Cooper and Hadlow have a long history of collaboration, including the popular one-man touring show MAMIL (Middle Aged Man in Lycra). Cooper wrote this play specifically for Macgregor and Hadlow, two of the country’s most experienced performers, who’ve worked together for years. There is genuine joy, and a palimpsestic sense of satisfaction, in seeing performers with a long history of collaboration bounce off one another. We bring our own theatre histories to a show like this – especially one that’s riffing on the relationships between performers and audiences. I watch remembering the pair onstage in the Court’s terrific productions of God of Carnage (2010) and When the Rain Stops Falling (2014), and their collaboration in Norwegian black comedy Elling (2019), as well as Macbeth itself in 2016.

And yet, here it feels like something really isn’t right, both with the knockabout comedy (which often aims for easy, lowest common denominator laughs and highly exaggerated physical humour), but also the craft itself. I slide further into my seat, flinching every time Tom – more petty fading tyrant Lear than uncertain Macbeth – undermines and berates his competent wife, or takes the piss out of things like intimacy coordination, or we get stuck in repetitive comic loops that are only broken by insult or injury. Some jokes just make my companion and I feel yuck. I am confused, dramaturgically, at the swings in tone and genre, and the way rules of space, time and storytelling that are established in act one are mucked with in act two. I want consistency in the lighting, and especially in the spatial orientation of sound. Emotional turning points near the play’s climax, and then a slip into abstraction, don’t feel well scaffolded.  

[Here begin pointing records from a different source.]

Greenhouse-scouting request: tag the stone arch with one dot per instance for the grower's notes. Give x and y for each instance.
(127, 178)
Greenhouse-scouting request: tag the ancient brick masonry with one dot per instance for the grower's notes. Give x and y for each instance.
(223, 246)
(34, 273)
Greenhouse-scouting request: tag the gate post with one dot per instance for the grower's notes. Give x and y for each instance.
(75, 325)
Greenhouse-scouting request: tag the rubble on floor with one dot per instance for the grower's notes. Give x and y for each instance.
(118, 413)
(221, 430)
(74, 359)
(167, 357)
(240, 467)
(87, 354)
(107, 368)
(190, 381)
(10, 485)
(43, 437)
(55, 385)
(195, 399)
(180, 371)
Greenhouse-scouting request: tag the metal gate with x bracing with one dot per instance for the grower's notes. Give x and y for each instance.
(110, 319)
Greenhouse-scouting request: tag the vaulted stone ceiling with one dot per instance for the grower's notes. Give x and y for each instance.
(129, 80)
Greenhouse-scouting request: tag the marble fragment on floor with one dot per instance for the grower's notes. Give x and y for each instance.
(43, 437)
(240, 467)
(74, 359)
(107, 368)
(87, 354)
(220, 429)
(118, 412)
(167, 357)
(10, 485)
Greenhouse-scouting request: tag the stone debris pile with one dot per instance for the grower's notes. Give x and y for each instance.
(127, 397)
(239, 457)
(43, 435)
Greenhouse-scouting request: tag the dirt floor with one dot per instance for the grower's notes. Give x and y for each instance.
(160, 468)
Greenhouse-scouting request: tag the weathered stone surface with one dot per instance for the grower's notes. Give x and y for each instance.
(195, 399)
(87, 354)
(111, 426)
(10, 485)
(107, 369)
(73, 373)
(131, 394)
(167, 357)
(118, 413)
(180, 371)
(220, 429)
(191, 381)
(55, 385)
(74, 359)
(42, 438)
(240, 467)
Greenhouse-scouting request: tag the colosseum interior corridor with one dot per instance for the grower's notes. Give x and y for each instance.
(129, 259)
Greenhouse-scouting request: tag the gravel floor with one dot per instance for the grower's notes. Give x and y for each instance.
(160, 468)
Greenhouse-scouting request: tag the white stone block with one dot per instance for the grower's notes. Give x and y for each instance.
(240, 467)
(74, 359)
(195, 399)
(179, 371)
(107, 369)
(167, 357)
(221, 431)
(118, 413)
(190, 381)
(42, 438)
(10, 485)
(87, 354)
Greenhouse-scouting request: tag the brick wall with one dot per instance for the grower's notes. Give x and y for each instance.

I am also not sure what to make of the couple’s endeavours; are they genuinely competent theatre-makers facing a night from hell, or hacks in cheap costumes transplanted from a Christopher Guest film? Are we meant to be rooting for the couple’s personal and professional success, or (in my case) hoping that Jo will take her Instagram followers, leave, and Eat, Pray, Love her way to happiness elsewhere? Who or what are we meant to be laughing at? Is this Macbeth actually meant to be good?

Curiously, even though Cooper riffs on some of Macbeth‘s best-known characters and lines, few of these concerns map thematically onto Shakespeare’s play, even though I can see gestures towards its structure. Perhaps we’re seeing an inversion in which Macbeth’s vaulting ambition, stoked by Lady Macbeth, becomes Jo Macbeth’s ambition (and financial pragmatism), sabotaged meanly by Tom’s jealousy and weakness? I’m not sure.

It’s important to say a large portion of the audience have the time of their lives, having got what they paid for and then some. Thighs are slapped, eyes are wiped, punchlines are repeated. I get that the play isn’t for me, and that taste is subjective, and that’s fine too. It’s for the people behind me laughing with, not at, light misogyny, and finding joy in references to Cold Duck, neither of which would be out of place in a production written three or more decades ago. This is a play that will make some people very happy, and help pay for other plays. As for me, I leave feeling frustrated, icky, and honestly a little insulted.

That said, I would be quite keen to see the show’s dark twin. There’s an incisive backstage psychological thriller about a bitter power struggle and mutually-assured destruction hovering just under the surface of this script. I’d pay good money to see Hadlow and Macgregor in that.

Mr and Mrs Macbeth of Heathcote Valley Road plays at the Court Theatre until 22 June.